Elephants in both Asia and Africa are hunted for their tusks. This is because the tusks contain ivory, which is valuable for many different purposes. Sometimes people want these tusks for money, others for status. No matter what the reason, killing elephants for their tusks is making the population decline to dangerous numbers.
Having elephant tusks or things made of ivory is often seen as a symbol of status. This is because ivory is not easy to come by, so the possession of ivory speaks for itself. Some things made of ivory, like piano keys, are not as sought after as others, like whole tusks or artworks. No matter the reason, ivory is very often synonymous with status.
People want elephant tusks for money. There are several ways to make money from elephant tusks. One is to be a poacher. These people kill the elephants and take their tusks to sell to others. Poachers do not typically keep the ivory for themselves. Another is for money for the state. In 1989 Kenya was faced with this problem. A group called CITIES, or Convention on International Trade in Endangered Species of Flora and Fauna, made them burn about 12 tons of the country's ivory stores. The financially poor country could have used the money from the ivory, but that would have sent a different message than burning it.

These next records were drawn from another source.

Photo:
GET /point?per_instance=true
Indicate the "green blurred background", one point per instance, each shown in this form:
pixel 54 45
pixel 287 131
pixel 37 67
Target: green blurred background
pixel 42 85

In the past, elephant tusks were desired so that they could be studied to learn the properties of ivory. Over time too many elephants were killed and the population started to decline. While this decline was not strictly from scholarly killings, they did play a part. So in 1989 a law called The African Elephant Conservation Act was passed to prohibit the killing of elephants.
Elephants have been a part of African and Asian cultures for centuries. Tusks were sometimes used in native art and other cultural rituals. Tusks used for these purposes were most likely taken from elephants that were killed and used for food that died of natural causes. They were not killed simply for their ivory.
Only male elephants have tusks. So, when people are killing elephants for their tusks, they are slowly killing off just the male population. While there may be a large number of female elephants in an area, they cannot reproduce without the males.